Some Muslims will tell you the stress they go through the night before a job interview or their first day at work. Many anticipate the feeling of being at a disadvantage, simply because they will refuse that handshake with the opposite sex for “religious reasons”. Well, this could all be a thing of the past.
New policies about physical contact at work are being introduced, in which employers will be given the ability to ban handshakes to avoid confusion about what kind of “touch” is acceptable. 
Kate Palmer, an associate director of advisory at HR consultancy Peninsula, said:
“Some employers may put a complete ban on physical contact. Whether that’s going too far or not is a question I would pose, because it’s contextual. Does shaking someone’s hand go too far?”
“They may just say ‘no contact at all’ because there’s no grey area. It makes it simple, but it takes away affection which in some ways is a sad thing.” 
She also added that although “you’re probably safe with a handshake”, it is best to follow a rule if there is one set by employers.2
“That’s the most physical contact I would have with a fellow employee. Even if it’s a sensitive situation, when someone is upset. I would be very mindful of a hug or putting my hand on their hand. Try to separate it from being too personal.” 
In a recent survey conducted by Totaljobs and consisting of 2000 adults, three out of four people were keen for a complete physical contact ban in the workplace.  The new guidelines aim to give each employee their right to consent in this matter.
The changes come as a result of the #MeToo movement that started in late 2017, whereby women who had been sexually assaulted, harassed, or intimidated spoke out against their perpetrators.  Now, employers may ban any form of physical contact to avoid expensive sexual harassment claims altogether.
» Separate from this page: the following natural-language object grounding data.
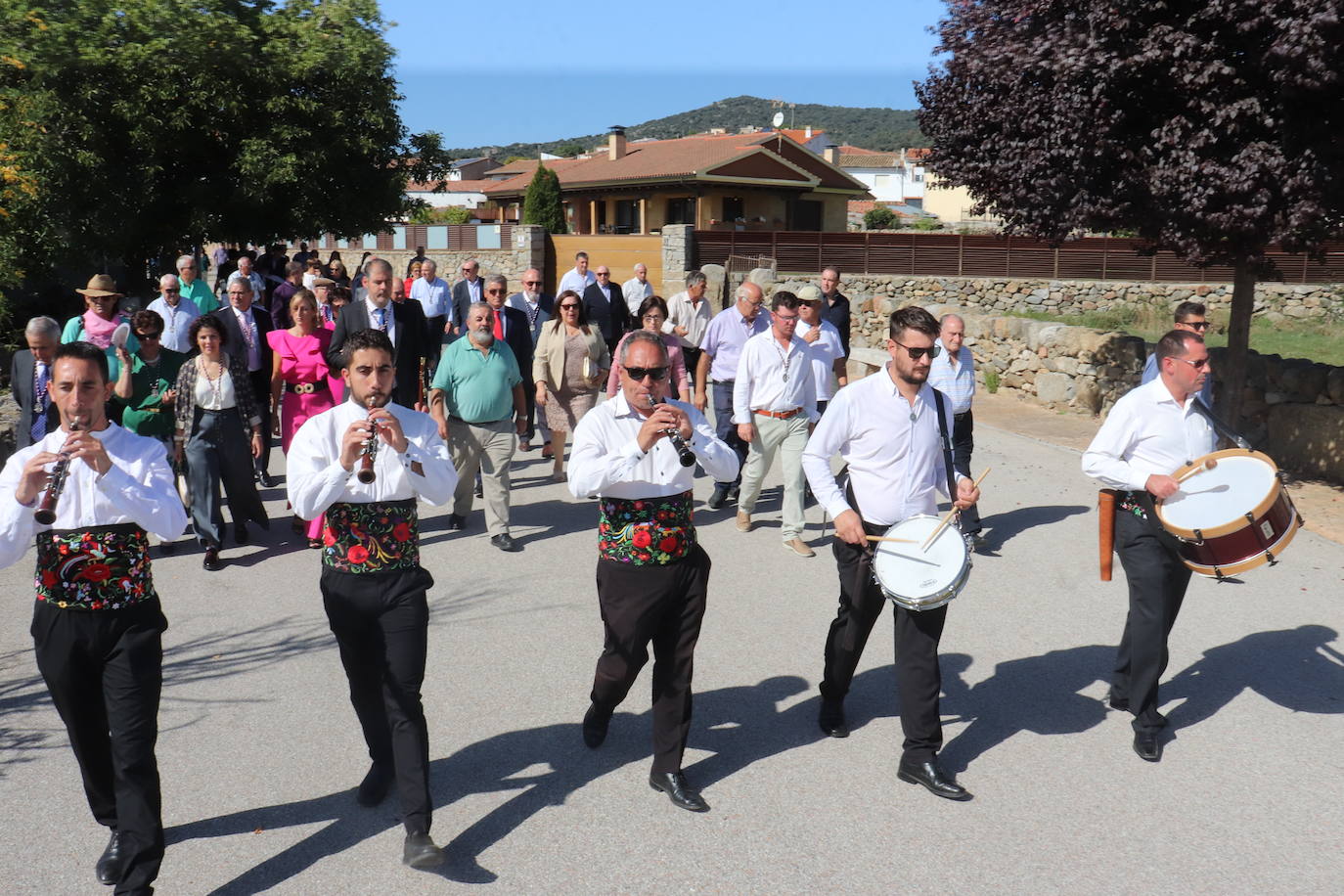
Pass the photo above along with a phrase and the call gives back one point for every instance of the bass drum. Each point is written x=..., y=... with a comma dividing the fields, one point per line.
x=920, y=579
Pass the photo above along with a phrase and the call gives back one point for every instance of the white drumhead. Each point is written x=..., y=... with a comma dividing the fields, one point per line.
x=910, y=572
x=1219, y=496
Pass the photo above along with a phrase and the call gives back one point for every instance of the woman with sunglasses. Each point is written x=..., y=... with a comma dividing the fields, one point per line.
x=567, y=348
x=653, y=313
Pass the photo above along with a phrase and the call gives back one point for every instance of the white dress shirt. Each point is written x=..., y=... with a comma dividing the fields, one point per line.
x=317, y=479
x=434, y=297
x=772, y=378
x=176, y=336
x=695, y=317
x=895, y=463
x=575, y=281
x=635, y=293
x=606, y=458
x=824, y=353
x=139, y=489
x=1146, y=432
x=956, y=381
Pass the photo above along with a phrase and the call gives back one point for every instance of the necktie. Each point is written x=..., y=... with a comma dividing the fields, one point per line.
x=39, y=403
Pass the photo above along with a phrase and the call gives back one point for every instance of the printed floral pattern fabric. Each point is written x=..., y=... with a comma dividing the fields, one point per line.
x=646, y=531
x=100, y=568
x=378, y=536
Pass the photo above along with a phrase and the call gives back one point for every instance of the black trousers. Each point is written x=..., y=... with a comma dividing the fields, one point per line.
x=105, y=673
x=663, y=605
x=918, y=676
x=1157, y=582
x=381, y=621
x=963, y=443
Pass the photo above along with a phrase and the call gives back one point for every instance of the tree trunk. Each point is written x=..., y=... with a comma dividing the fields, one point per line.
x=1238, y=341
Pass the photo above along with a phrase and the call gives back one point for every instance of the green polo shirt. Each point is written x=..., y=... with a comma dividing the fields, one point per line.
x=477, y=385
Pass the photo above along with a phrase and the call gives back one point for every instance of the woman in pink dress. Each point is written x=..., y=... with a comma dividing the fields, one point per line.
x=300, y=375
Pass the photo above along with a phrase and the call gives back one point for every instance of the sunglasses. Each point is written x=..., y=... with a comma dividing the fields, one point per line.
x=916, y=353
x=637, y=374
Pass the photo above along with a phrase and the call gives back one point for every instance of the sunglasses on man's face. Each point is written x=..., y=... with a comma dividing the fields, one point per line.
x=637, y=374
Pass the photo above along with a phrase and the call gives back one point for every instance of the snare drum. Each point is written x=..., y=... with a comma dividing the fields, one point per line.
x=920, y=579
x=1232, y=517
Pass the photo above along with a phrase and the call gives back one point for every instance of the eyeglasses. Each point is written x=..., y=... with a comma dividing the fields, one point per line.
x=916, y=353
x=656, y=374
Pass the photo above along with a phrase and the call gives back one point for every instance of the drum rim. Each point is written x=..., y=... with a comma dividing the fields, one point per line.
x=1234, y=525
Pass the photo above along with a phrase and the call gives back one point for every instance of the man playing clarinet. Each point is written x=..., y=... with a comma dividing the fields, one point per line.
x=97, y=623
x=365, y=464
x=639, y=454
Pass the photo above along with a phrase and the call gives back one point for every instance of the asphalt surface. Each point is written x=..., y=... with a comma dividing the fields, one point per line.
x=259, y=751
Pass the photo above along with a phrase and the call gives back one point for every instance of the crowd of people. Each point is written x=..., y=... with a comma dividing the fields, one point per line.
x=414, y=391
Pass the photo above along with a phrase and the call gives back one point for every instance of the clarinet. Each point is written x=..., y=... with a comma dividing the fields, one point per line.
x=683, y=450
x=366, y=463
x=46, y=512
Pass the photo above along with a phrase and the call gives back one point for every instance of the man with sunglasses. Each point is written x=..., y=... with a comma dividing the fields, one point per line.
x=652, y=575
x=887, y=430
x=1149, y=432
x=1189, y=317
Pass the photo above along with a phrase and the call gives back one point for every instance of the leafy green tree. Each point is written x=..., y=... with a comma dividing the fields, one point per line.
x=542, y=202
x=1210, y=128
x=140, y=126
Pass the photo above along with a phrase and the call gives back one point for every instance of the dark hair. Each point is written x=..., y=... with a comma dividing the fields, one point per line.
x=653, y=302
x=913, y=317
x=366, y=338
x=1176, y=344
x=82, y=351
x=147, y=320
x=207, y=321
x=1188, y=309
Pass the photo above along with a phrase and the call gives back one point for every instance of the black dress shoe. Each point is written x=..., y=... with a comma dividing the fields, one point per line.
x=109, y=864
x=682, y=794
x=596, y=723
x=830, y=719
x=931, y=777
x=1146, y=745
x=421, y=852
x=374, y=788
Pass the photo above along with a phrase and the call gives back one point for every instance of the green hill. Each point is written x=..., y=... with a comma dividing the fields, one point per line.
x=873, y=128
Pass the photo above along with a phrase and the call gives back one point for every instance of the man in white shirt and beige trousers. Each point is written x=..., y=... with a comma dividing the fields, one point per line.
x=775, y=405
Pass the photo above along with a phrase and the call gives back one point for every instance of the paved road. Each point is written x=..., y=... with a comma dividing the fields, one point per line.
x=259, y=751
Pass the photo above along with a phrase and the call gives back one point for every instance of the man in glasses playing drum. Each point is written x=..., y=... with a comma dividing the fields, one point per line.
x=1150, y=432
x=886, y=427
The news comes as a celebration for Muslims. Although the Islamic ruling does not relate to hands specifically, in Islām, any form of physical contact between unrelated members of the opposite sex is generally prohibited. This is to prevent a greater harm, such as the cases of #MeToo, in the future, as well as the possibility of false accusations.
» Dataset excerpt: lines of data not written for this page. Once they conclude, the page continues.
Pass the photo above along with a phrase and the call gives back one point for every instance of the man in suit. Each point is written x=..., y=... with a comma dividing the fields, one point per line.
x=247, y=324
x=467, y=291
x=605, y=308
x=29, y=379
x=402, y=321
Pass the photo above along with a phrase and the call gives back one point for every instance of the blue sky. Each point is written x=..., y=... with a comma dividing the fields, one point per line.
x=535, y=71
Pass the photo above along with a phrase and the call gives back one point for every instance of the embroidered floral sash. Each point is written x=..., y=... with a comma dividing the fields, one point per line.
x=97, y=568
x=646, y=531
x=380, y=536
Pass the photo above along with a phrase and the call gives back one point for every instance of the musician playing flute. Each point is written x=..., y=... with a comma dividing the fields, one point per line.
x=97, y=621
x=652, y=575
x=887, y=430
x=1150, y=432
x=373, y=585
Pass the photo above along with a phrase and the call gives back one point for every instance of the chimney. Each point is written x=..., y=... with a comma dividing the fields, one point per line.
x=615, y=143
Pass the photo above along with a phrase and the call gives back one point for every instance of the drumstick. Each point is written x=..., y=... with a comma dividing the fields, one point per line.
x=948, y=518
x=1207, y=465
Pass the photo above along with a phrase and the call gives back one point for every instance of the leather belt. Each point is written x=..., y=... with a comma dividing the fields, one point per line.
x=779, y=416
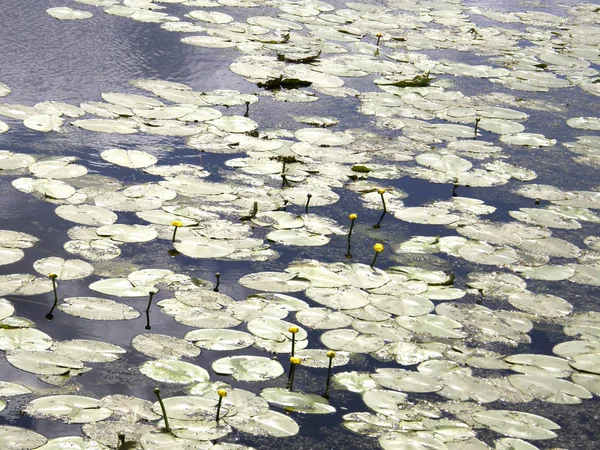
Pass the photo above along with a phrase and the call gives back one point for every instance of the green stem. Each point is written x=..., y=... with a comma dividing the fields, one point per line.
x=218, y=277
x=374, y=259
x=54, y=289
x=308, y=197
x=219, y=408
x=326, y=394
x=162, y=407
x=293, y=343
x=291, y=377
x=150, y=301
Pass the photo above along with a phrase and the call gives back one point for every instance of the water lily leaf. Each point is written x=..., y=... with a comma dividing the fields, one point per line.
x=550, y=389
x=107, y=125
x=159, y=439
x=163, y=346
x=72, y=442
x=323, y=137
x=517, y=424
x=342, y=297
x=432, y=325
x=86, y=214
x=120, y=287
x=8, y=389
x=207, y=318
x=397, y=441
x=585, y=123
x=248, y=368
x=44, y=123
x=543, y=305
x=174, y=371
x=551, y=246
x=297, y=401
x=528, y=140
x=588, y=362
x=12, y=161
x=202, y=247
x=17, y=438
x=128, y=233
x=203, y=430
x=134, y=159
x=406, y=380
x=70, y=269
x=274, y=282
x=570, y=349
x=131, y=100
x=89, y=351
x=95, y=308
x=319, y=359
x=66, y=13
x=234, y=124
x=403, y=304
x=351, y=341
x=514, y=444
x=43, y=362
x=10, y=255
x=68, y=408
x=269, y=424
x=483, y=253
x=106, y=432
x=94, y=250
x=275, y=329
x=211, y=17
x=298, y=237
x=463, y=387
x=220, y=340
x=426, y=215
x=323, y=318
x=534, y=364
x=6, y=309
x=24, y=338
x=54, y=189
x=319, y=196
x=24, y=284
x=450, y=164
x=189, y=407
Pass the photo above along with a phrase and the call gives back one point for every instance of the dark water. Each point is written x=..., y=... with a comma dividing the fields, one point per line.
x=74, y=61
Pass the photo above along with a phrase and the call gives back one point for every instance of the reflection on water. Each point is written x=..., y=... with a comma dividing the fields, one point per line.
x=74, y=61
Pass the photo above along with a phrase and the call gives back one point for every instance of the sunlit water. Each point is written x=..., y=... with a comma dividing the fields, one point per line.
x=42, y=58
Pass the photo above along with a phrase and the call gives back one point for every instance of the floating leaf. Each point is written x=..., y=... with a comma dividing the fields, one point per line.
x=248, y=368
x=173, y=371
x=68, y=408
x=517, y=424
x=95, y=308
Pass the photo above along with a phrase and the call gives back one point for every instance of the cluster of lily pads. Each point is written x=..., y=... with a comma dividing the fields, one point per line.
x=451, y=347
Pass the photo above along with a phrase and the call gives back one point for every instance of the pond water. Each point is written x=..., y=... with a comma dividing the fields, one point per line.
x=477, y=123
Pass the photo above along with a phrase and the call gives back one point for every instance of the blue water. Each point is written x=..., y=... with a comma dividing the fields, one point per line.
x=42, y=58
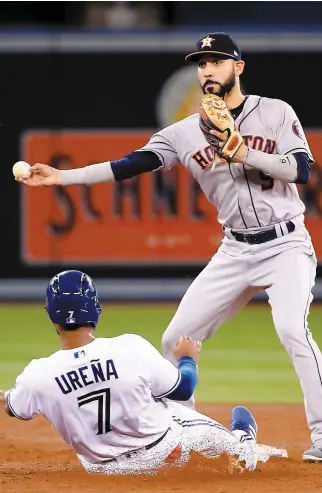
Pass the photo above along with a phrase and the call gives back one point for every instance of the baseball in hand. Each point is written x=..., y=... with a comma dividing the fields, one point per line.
x=21, y=169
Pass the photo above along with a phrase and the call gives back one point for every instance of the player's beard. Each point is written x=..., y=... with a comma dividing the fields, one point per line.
x=220, y=89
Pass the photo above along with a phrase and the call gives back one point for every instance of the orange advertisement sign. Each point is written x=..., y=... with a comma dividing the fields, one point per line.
x=157, y=218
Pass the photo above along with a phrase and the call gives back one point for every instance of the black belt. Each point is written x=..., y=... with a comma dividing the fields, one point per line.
x=262, y=236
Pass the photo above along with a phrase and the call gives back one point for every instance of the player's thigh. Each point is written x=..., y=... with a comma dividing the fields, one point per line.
x=216, y=294
x=290, y=292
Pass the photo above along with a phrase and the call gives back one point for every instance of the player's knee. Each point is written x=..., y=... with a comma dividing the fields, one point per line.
x=288, y=330
x=169, y=339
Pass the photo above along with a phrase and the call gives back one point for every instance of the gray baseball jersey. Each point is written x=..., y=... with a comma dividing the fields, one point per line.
x=243, y=196
x=248, y=199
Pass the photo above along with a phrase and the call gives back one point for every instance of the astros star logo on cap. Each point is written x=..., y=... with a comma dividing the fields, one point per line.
x=206, y=41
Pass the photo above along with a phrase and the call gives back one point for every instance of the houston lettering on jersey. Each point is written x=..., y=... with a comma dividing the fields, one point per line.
x=204, y=157
x=86, y=375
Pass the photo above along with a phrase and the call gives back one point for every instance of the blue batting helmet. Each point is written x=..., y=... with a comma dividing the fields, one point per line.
x=72, y=299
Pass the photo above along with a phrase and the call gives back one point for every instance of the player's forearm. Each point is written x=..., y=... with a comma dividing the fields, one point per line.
x=129, y=166
x=89, y=175
x=282, y=167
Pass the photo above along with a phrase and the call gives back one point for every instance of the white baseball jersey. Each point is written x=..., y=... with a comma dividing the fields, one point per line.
x=102, y=398
x=244, y=197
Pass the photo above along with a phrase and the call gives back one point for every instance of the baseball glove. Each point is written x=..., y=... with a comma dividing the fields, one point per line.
x=214, y=115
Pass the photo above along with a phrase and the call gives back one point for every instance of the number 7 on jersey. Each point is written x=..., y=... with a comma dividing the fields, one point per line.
x=103, y=398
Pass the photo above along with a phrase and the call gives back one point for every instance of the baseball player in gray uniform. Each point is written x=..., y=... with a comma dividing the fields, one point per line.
x=266, y=245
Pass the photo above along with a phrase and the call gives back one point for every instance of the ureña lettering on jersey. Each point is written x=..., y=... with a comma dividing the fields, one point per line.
x=204, y=157
x=86, y=375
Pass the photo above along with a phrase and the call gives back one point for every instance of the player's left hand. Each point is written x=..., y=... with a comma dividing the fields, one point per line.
x=240, y=155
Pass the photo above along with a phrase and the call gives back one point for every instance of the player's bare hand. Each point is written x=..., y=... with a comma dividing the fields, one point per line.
x=42, y=176
x=187, y=347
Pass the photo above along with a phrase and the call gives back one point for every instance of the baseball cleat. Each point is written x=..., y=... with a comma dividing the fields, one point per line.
x=314, y=454
x=242, y=420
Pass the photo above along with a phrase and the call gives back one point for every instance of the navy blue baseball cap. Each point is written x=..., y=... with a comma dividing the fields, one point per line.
x=219, y=44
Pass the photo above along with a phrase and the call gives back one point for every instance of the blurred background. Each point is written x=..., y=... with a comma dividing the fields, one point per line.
x=86, y=82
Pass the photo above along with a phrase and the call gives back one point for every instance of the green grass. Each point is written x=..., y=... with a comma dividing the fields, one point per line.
x=243, y=362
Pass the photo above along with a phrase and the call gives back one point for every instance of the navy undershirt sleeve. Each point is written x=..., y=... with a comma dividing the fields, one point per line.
x=134, y=164
x=303, y=167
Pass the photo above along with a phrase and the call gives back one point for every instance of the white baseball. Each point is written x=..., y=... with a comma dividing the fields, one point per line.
x=21, y=169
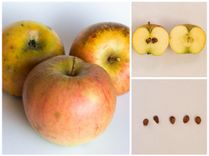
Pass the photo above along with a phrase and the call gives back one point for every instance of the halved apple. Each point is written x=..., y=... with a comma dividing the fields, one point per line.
x=187, y=38
x=150, y=39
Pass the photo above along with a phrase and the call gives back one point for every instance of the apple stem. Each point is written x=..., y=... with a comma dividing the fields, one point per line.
x=32, y=43
x=72, y=73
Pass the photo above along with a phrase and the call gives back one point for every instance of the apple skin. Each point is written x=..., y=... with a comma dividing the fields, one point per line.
x=69, y=101
x=106, y=44
x=25, y=44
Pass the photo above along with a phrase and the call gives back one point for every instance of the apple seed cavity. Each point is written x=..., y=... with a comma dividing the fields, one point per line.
x=113, y=59
x=148, y=40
As the Prophet (sall Allāhu ʿalayhi wa sallam) said:
“If one of you were to be struck in the head with an iron needle, it would be better for him than if he were to touch a woman he is not allowed to.” 
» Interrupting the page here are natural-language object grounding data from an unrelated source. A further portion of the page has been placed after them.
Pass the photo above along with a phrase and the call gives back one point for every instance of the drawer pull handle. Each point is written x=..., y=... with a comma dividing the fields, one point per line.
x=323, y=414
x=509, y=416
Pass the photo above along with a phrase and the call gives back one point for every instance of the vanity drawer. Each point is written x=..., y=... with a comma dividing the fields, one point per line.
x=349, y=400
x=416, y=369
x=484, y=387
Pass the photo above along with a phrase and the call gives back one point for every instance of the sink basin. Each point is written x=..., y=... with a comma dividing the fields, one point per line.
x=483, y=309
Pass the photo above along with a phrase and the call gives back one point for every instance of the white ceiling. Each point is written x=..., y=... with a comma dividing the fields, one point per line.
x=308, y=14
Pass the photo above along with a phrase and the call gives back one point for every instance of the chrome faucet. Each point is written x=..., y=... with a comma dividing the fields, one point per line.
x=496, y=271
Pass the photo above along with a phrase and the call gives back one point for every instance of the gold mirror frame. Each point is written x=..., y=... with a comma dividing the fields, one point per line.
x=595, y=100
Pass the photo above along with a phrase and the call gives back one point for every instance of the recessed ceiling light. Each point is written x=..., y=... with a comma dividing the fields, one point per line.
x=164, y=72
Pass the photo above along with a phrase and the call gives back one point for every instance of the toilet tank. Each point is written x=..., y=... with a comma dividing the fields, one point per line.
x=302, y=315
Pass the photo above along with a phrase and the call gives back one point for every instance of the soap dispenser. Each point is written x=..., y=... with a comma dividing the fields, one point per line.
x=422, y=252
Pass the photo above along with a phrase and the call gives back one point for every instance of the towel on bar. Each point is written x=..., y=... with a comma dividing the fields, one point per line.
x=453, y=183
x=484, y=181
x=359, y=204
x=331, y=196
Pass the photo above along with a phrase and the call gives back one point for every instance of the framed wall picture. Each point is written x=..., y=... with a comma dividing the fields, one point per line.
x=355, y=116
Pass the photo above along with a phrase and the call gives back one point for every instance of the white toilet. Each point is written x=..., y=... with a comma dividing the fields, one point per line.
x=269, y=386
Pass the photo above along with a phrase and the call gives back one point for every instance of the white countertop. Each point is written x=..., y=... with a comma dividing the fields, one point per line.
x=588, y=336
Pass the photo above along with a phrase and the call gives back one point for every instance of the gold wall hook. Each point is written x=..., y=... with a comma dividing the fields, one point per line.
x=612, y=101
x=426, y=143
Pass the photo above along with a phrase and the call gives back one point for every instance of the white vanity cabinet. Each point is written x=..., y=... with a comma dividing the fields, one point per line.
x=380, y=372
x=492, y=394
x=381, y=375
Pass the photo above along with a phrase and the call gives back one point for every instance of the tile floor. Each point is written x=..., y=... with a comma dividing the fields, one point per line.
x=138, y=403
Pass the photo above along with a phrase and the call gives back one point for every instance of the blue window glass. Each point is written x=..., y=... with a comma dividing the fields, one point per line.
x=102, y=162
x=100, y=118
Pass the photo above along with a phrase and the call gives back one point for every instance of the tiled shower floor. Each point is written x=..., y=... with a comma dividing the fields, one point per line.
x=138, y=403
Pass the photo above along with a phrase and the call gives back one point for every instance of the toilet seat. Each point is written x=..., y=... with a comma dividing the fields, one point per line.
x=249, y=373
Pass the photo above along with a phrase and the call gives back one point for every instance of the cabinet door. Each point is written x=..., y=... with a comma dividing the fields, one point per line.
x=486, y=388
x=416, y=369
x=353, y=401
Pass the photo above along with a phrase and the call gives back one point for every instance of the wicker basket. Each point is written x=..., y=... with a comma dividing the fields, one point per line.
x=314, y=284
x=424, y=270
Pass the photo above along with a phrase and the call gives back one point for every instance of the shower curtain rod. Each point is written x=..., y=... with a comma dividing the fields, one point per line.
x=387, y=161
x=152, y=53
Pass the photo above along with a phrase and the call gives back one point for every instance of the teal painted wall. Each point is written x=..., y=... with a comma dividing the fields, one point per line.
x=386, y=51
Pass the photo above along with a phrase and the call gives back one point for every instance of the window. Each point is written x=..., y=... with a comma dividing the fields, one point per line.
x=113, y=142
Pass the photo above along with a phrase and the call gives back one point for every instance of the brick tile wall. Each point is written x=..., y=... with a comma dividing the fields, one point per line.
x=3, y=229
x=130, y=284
Comfortable physical interaction between the sexes is part of the reason the #MeToo movement began, and it gained so much momentum because so many women had, unfortunately, been wrongfully treated and intimidated by their male counterparts.
In 2013, research commissioned by employment law specialists polled 1,579 people, finding the following shocking statistics on sexual harassment in the workplace: 
- 60% of females surveyed said they had experienced ‘inappropriate’ behaviour from a male colleague, with 21% classing it as persistent;
- More than a third of women surveyed said a senior male colleague had made inappropriate comments about their breasts, sex life, backside, or the clothes they were wearing;
- One in six women had been forced to fend off a colleague who tried to kiss her and 12% had a colleague place his hand on their behind;
- Of the 24% of women who had a superior make a move on them, 5% then lost their job, and more than one in 10 said they had been turned down for a promotion;
- Almost 40% of men surveyed said they had been victims of sexual harassment.
We, as Muslims, know that the general principles of our dīn always have humanities’ best interests at heart, and perhaps, if others begin to follow this rule in the workplace, then hopefully these cases can be avoided in the future.